Events around President Clinton’s alleged adulterous affair continue to grow more complicated as news surfaces about what cabinet members may have known and who might be granted immunity in exchange for testimony. But one thing got simpler yesterday when the president, properly, clearly, finally went on record to deny the charges.
“I did not have sexual relations with that woman, Miss Lewinsky,” he said. “I never told anybody to lie — not a single time, never. These allegations are false and I need to go back to work for the American people.” Whether the charges are true will be determined in the coming weeks, but at least the president has declared his innocence shorn of previous qualifiers and verb-tense changes that made his earlier statements so open to speculation.

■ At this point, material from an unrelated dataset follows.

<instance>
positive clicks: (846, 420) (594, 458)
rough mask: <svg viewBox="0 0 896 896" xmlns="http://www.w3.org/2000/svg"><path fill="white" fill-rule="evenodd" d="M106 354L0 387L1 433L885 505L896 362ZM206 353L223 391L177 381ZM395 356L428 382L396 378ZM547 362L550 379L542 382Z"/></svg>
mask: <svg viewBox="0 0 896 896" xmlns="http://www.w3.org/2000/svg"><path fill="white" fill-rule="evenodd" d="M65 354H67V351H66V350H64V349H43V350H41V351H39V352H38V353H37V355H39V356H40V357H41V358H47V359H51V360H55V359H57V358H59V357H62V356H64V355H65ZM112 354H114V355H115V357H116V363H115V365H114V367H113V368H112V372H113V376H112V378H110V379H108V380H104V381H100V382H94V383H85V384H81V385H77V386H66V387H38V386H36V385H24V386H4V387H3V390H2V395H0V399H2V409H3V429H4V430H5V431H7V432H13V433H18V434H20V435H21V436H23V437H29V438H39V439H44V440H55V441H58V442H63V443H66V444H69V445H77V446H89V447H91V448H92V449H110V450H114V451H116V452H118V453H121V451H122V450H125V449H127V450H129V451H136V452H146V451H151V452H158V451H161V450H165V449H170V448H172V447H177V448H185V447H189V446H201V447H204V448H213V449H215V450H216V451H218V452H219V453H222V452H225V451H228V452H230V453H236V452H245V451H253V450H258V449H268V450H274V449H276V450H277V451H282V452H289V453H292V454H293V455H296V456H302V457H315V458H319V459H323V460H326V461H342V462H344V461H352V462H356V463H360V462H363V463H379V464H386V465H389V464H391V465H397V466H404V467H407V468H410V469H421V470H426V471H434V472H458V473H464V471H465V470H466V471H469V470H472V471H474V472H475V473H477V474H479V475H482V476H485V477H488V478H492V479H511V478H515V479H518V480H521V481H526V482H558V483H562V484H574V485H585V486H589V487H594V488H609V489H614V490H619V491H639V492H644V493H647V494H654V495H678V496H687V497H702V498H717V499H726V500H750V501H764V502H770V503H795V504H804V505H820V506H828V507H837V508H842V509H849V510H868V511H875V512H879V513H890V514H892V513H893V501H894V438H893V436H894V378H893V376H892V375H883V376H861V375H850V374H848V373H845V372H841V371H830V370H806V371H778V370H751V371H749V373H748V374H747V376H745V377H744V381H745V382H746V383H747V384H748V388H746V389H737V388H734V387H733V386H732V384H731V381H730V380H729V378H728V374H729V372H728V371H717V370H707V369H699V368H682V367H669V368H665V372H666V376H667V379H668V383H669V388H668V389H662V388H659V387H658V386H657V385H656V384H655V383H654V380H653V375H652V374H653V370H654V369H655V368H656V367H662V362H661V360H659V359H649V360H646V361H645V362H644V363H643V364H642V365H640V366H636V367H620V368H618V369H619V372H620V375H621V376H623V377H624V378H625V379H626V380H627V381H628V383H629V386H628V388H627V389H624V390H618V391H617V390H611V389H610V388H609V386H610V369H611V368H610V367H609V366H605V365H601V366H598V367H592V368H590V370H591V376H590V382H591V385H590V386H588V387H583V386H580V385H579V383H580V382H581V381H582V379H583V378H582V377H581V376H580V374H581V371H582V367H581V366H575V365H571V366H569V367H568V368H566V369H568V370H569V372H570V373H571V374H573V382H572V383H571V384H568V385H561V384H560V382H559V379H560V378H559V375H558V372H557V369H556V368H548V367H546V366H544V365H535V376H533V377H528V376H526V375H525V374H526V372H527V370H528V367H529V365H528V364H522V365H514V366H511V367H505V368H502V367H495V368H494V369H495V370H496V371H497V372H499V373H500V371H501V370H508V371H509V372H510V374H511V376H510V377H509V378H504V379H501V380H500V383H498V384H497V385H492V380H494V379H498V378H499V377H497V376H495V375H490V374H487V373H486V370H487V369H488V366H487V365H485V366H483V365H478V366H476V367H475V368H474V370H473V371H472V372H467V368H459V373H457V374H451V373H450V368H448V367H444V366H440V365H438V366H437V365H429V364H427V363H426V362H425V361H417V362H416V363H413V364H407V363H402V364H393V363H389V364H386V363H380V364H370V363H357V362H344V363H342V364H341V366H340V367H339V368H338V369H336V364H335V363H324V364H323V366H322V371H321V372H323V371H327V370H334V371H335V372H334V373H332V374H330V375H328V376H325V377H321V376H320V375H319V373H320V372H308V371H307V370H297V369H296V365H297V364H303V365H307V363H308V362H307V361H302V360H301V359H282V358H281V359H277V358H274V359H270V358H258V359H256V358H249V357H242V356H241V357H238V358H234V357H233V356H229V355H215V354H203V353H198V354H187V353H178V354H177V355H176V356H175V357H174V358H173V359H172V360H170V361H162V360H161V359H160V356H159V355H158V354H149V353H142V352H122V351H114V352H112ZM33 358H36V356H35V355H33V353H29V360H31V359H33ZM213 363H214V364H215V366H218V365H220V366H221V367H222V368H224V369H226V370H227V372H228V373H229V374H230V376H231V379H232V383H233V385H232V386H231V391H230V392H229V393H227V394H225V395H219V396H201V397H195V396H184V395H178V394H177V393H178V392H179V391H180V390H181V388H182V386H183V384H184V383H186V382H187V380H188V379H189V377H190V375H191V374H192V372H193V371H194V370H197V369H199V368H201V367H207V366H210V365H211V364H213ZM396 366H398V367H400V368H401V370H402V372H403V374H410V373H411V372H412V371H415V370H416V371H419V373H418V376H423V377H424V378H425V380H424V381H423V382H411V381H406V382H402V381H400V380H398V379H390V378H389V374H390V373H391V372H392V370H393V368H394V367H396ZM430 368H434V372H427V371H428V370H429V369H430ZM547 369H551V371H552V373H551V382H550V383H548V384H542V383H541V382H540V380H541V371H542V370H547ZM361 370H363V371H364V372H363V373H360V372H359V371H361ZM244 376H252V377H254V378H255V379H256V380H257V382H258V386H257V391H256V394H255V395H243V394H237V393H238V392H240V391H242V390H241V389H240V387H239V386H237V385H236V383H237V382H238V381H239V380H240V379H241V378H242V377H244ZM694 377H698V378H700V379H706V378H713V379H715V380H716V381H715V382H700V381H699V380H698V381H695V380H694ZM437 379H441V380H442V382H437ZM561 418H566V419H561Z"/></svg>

In the same way, former White House chief of staff Leon Panetta clearly denied Sunday that he had been notified by a White House aide or Secret Service agent about “certain sexual activities between the president and Ms. Monica Lewinsky.” The two statements are the administration’s first coordinated remarks made since it began sputtering in reaction to the reports of tape recordings on which Ms. Lewinsky allegedly says she began an 18-month affair with the president after she began to work at the White House in the summer of 1995.
Americans watching their leader tonight at his State of the Union address want to know whether they can trust him. He now apparently admits having an affair with Gennifer Flowers, something he denied when it mattered back in 1992. The Paula Jones case remains to be concluded. The past five years is littered with administration officials and nominees willing to serve the president but hung out to dry by him when they become potential political liabilities.
Can the president expect more merciful treatment from the public?